Jonathan didn’t drink a lot of soda until college. Soda pop was a treat in the Bundy household when he was younger. Jonathan and his brothers only enjoyed it on Friday nights with pizza Mom cooked in the oven. Before dinner, she would call, “Get your pop!” and the boys would immediately race down the stairs to the storage refrigerator in the basement where the pop was stored.

I’m three-and-a-half pounds of hard work.

He started drinking soda regularly during his sophomore year. At the end of working at summer camp in 2010, he was drinking a Mountain Dew with every meal — click, click, click. I’ve never worked so hard to sift and screen the toxins out of his blood. That’s how you cripple a guy, work him to death.

Nobody can do my job.
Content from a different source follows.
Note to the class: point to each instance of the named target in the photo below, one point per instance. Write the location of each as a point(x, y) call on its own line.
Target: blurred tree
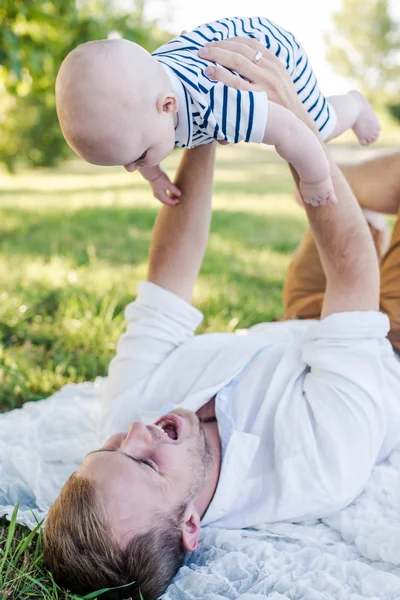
point(365, 47)
point(35, 36)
You can get an artificial heart, but you can’t survive with a synthetic liver. By the time his skin and eyes turned sick-yellow and he shed weight from his 5’10 frame, carving flesh from his ribs, it’s too late. He’s not afraid of death, but I know he’s scared of dying before his time.

In 2010, he was a hardcore caffeine addict. He’ll admit it to you too. At school, he would drink two or three cans of Mountain Dew a day, and every few days he’d guzzle an energy drink. He was obsessed with the hiss-snap of opening a new can.

You don’t need to drink alcohol to destroy a liver. Mountain Dew will kill me just as dead. The liver of an alcoholic and someone on a high-fructose diet look very similar during autopsy.

Finally, he quit energy drinks after the first semester of his junior year. (I hate those things.) He also stopped drinking caffeine during Christmas break to prove he could. He got headaches but didn’t take ibuprofen because he was scared he’d get addicted to that too.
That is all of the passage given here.